Cuentan que hace muchísimo tiempo, vivía en Montserrat un anacoreta llamado Juan Garí. Tenía fama de ser muy austero, sobrevivía comiendo frutos del bosque y bebiendo el agua de un manantial cercano a su cueva.
El demonio sintió envidia de este hombre santo, el cual era famoso por su piadosa vida y decidió amargarle la existencia, tentarle y poner a prueba su pretendida santidad. Dicen que Lucifer abandonó las cuevas del Salitre disfrazado de un ermitaño muy viejecito, con aspecto venerable, tratando de hacerse el encontradizo con Juan Garí. Y claro, se encontraron, el ermitaño preguntó al diablo quién era y dónde vivía. El demonio contestó a todas sus preguntas y además le dijo que estaba haciendo una penitencia en una cueva muy pequeña y que sólo salía, al exterior, una vez cada diez años.
Tan sabio encontró el ermitaño al diablo y tanto le admiró, que le tomó por maestro. Así, cada tarde se encontraba con él para explicarle sus dudas y todo lo que le pasaba. El diablo trataba de llenar de dudas y tentaciones al pobre Juan, pero ni siquiera con sus triquiñuelas conseguía apartarlo ni un poco de la santidad, pues su fe era firme.
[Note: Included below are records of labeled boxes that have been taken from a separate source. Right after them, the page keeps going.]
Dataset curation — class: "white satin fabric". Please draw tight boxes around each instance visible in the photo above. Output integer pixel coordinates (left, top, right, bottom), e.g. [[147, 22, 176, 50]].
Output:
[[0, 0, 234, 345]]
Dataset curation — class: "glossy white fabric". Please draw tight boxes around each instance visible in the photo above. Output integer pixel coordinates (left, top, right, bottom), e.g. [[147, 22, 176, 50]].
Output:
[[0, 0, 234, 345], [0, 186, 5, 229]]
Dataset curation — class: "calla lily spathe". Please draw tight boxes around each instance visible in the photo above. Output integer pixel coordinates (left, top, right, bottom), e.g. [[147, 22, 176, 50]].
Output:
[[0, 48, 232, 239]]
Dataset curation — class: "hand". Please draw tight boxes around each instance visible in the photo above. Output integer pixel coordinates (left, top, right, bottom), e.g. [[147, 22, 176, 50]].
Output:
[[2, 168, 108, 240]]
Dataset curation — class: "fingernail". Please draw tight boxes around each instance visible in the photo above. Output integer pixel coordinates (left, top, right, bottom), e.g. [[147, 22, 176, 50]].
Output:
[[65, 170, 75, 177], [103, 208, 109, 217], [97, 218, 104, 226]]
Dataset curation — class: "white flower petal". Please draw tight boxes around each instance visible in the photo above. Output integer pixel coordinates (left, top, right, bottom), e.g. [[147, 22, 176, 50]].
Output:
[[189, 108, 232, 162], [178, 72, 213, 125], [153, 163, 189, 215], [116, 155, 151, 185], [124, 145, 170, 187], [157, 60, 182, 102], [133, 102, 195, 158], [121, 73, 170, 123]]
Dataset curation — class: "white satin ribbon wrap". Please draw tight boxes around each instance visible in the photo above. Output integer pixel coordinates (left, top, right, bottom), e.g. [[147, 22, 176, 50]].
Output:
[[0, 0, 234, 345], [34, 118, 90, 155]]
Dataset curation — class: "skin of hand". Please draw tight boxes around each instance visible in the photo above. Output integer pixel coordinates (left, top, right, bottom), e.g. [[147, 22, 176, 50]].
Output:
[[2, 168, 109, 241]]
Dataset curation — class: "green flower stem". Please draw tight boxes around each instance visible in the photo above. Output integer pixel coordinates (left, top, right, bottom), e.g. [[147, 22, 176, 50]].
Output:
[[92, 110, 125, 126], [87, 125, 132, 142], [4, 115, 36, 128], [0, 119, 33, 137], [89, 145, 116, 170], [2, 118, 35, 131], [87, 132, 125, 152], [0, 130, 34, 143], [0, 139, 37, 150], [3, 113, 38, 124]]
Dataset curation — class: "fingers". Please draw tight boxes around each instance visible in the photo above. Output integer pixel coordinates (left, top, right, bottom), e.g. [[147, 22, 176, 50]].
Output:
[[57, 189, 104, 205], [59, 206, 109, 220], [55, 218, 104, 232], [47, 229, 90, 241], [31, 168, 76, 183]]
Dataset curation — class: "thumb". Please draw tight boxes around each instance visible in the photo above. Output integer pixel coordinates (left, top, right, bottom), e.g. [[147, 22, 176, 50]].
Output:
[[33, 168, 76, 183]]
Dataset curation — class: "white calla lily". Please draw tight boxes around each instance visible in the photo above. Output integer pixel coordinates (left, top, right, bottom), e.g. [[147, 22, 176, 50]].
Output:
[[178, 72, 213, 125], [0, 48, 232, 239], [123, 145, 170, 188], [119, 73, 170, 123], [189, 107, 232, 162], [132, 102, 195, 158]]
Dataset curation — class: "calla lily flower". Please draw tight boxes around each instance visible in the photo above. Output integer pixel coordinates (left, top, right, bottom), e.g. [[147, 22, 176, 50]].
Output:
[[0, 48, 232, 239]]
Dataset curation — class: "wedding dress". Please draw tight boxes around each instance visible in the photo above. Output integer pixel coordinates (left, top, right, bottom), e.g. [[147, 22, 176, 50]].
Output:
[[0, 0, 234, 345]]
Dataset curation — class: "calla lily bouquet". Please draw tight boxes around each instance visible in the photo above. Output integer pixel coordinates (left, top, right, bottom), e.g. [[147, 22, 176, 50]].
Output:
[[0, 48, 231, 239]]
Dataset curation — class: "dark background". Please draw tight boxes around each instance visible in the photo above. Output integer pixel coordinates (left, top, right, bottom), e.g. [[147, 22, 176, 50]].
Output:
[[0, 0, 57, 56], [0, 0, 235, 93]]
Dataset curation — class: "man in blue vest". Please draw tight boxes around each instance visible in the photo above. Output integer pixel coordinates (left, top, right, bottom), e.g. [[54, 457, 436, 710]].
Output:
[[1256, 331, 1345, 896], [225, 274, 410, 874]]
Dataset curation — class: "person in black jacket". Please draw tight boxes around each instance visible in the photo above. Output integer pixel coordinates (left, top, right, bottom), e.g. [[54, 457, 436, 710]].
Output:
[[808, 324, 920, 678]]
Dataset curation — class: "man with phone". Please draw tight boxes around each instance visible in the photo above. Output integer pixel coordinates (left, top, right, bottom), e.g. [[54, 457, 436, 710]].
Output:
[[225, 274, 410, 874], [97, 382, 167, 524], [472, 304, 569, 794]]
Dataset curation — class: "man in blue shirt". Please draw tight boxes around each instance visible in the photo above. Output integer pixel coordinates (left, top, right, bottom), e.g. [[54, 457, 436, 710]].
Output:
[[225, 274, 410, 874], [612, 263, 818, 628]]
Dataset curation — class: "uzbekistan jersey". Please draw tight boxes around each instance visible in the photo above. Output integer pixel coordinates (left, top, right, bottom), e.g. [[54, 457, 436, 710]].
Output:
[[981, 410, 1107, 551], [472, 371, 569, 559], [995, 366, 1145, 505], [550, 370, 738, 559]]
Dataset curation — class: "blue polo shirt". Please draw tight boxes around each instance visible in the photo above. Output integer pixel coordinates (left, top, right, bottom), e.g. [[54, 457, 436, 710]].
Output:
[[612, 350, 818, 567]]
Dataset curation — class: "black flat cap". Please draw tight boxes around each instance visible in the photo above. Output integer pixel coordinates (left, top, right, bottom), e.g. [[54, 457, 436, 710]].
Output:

Herido en su amor propio el diablo por la derrota ante el ermitaño, calculó una trampa con la que pensaba aniquilar al pobre santón. Vio que la solución estaba en demonizar, poseer el cuerpo de la doncella Riquilda , hija del conde Wifredo el Velloso. Y así lo hizo, la posesa no paraba de gritar que sólo se curaría si Joan Garí era el que le practicaba el exorcismo y por ello el conde Wifredo decidió llevarla a Montserrat inmediatamente. Allí, Juan Garí rezando en silencio la curó. El conde por miedo le rogó que admitiera durante varios días a su hija en la cueva, para que no fuera de nuevo poseída. Garí dudó, pero al final accedió. Inseguro de sí, al estar a solas con ella y ver que la tentación invadía sus pensamientos, fue a buscar al falso ermitaño. Éste, en lugar de apaciguar sus pensamientos, le enardeció más y lo instó a seguir sus deseos. Así, vencido por la tentación, fray Garí forzó la chica y la violó. Al tener consciencia del hecho, quedo horrorizado y fue de nuevo a pedir consejo al ermitaño, el cual le dijo que lo mejor que podía hacer era deshacerse de la chica y así quedar libre de la tentación.
Muerta la doncella, el ermitaño enterró el cuerpo en un lugar recóndito. Entonces el falso ermitaño se mostró de repente en su auténtico aspecto, y viendo Fray Juan, que el Diablo le había engañado, marchó llorando esa misma noche hacia Roma a pedir el perdón del Papa. Éste se lo denegó y le condenó a vagar por las montañas como una bestia, sin poder ponerse erguido, ni hablar con otro ser humano, ni lavarse. De este modo debía proceder hasta que Dios, en boca de un niño, lo perdonase.
Tardó tres años en llegar otra vez a Montserrat, donde vivió sólo durante siete años y cumplió su penitencia. Vivió en una cueva igual que una bestia, con el cuerpo curvado, cubierto de pelo, y alimentándose de raíces. Pasaron los años y un día unos caballeros le cazaron y le encerraron en una jaula para regalar semejante bestia al conde. En aquellos meses la condesa había dado a luz a un niño, el príncipe Miró y se festejaba su bautizo con toda solemnidad. Los caballeros que habían llevado la bestia al conde, la mostraron a todos durante la celebración del banquete. El público lo miraba con curiosidad y fue entonces, cuando el bebé que llevaba en el regazo la nodriza pronunció estas palabras:
¡Garí, ponte derecho, que tus pecados te han sido perdonados!
En aquel momento, ante la sorpresa de todos los asistentes, el ermitaño penitente se incorporó y el conde tras reconocer al santón, ordenó lavarlo y cortarle el pelo. Al preguntarle el conde por su hija, Fray Juan contó lo sucedido y pidió una penitencia por su pecado. El Conde magnánimo le perdonó y le rogó que le revelase el lugar donde se encontraba su hija muerta para darle un enterramiento digno.
La comitiva presidida por el ermitaño llegó hasta el lugar donde se encontraban los restos de la muchacha y para sorpresa de todos, la chica apareció sana y salva por obra de la Virgen. En agradecimiento, decidió quedarse en la montaña de Montserrat, donde el conde -feliz de reencontrar a su hija con vida, hizo construir un monasterio de monjas, que en el futuro sería llamado de Santa Cecilia, del cual la joven Riquilda, hija del conde, sería la primera abadesa.